49. 1683. This edition was not known to Dr. Lappenberg when his work appeared. The title page is as follows: “La vie | de | Tiel Ulespiegle | De ses farces & merveilleuses finesses, par luy | faites, & des grandes fortunes qu’il | a euës, lequel par milles fallaces | ne se laissa tromper. | Nouvellement corrigée & translatée de Flamen en François, avec des belles figures. | (Here a figure of an owl in a looking-glass). A Paris | Chez Pierre Clinchet, à l’enseigne du Dauphin | M.DC.LXXXIII.” In the British Museum (Press mark, 12315 a), small octavo, bound in paper. The woodcuts in this edition are of the rudest kind and the prologue the same as that in the edition of 1636. The stories are forty-six in number, and the epitaph; the number of pages are eighty-eight. Signatures A-F iij. It seems to be a close reprint of the edition above mentioned, No. 44.
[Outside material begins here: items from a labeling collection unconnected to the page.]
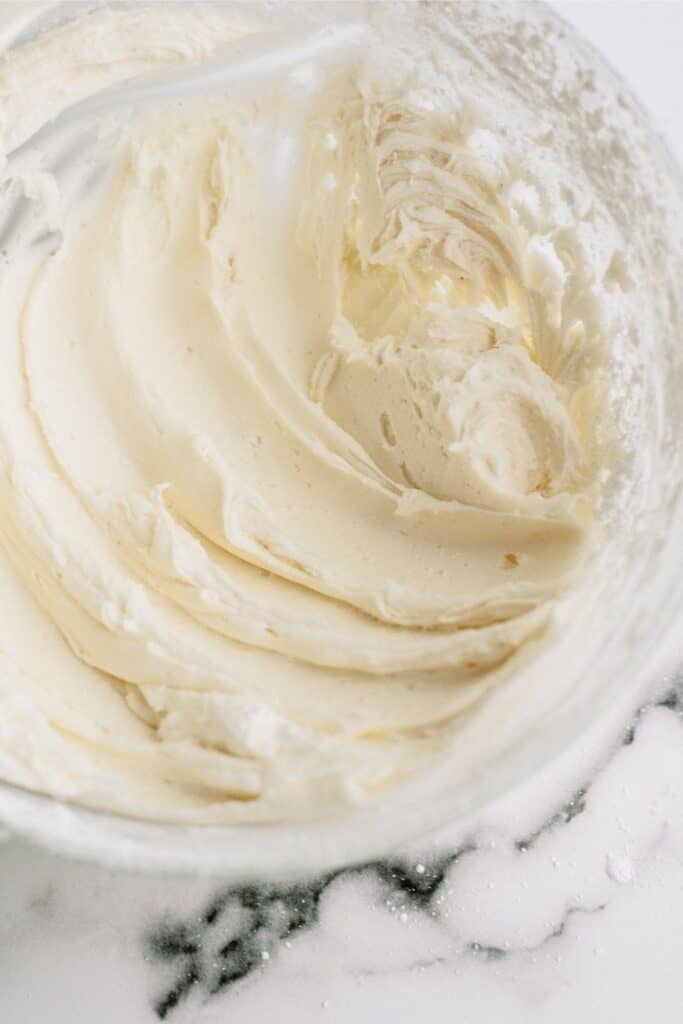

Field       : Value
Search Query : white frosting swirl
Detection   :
[0,5,601,822]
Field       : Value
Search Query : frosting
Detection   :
[0,5,604,823]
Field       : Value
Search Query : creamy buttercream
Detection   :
[0,5,605,822]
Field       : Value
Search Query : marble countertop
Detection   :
[0,0,683,1024]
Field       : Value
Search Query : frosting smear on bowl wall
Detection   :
[0,4,628,823]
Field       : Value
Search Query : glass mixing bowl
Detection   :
[0,2,683,878]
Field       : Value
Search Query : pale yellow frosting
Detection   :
[0,5,601,822]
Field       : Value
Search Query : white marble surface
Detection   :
[0,6,683,1024]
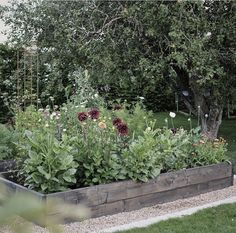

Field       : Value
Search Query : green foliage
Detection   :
[0,44,16,123]
[73,111,128,185]
[156,128,191,171]
[0,124,18,161]
[188,138,227,167]
[122,128,162,182]
[15,106,46,131]
[19,130,77,193]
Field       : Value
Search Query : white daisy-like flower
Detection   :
[169,112,176,118]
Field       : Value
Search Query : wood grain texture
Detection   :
[0,163,233,220]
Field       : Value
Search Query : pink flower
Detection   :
[88,108,100,120]
[78,112,88,122]
[112,118,123,127]
[116,122,129,136]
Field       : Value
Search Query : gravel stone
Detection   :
[0,182,236,233]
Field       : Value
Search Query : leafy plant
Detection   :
[0,124,18,161]
[122,128,162,182]
[19,130,77,193]
[73,113,127,185]
[156,128,191,171]
[188,137,227,167]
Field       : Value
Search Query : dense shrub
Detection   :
[11,100,229,193]
[0,124,18,161]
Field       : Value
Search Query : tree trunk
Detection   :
[193,89,223,140]
[201,106,223,139]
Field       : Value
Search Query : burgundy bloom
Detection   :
[88,109,100,120]
[114,105,123,110]
[116,122,129,136]
[112,118,123,127]
[171,128,177,134]
[78,112,88,121]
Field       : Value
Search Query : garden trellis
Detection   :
[16,46,39,108]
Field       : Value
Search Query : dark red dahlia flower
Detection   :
[114,105,123,110]
[116,122,129,136]
[171,128,177,134]
[88,108,100,120]
[78,112,88,121]
[112,118,123,127]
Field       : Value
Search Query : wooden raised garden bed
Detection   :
[0,163,233,221]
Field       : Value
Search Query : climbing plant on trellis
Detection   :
[16,47,39,109]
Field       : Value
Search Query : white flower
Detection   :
[169,112,176,118]
[49,96,54,101]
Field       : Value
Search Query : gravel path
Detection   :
[0,182,236,233]
[35,182,236,233]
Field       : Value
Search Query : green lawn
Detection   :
[117,204,236,233]
[155,112,236,171]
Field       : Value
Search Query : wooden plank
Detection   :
[186,163,232,184]
[106,164,232,202]
[47,164,232,206]
[124,177,231,211]
[90,201,125,218]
50. 1690. “Historia Tillen Eulenspiegels.” An octavo, named in Heise’s Bücher-Catalog. Hamburg, 1827. Vol. I.
51. 1696. “Underlig oc selsom Historie om Tiile Ugelspegel, een Bondes Soen, barnfoed udi Lande Brunszwig, saare Kortvillig at laese, af Tydsken paa danske udsat. Sidste Gang prentet i dette Aar.” At the end is the date of the year, 1696. Thirteen sheets in octavo.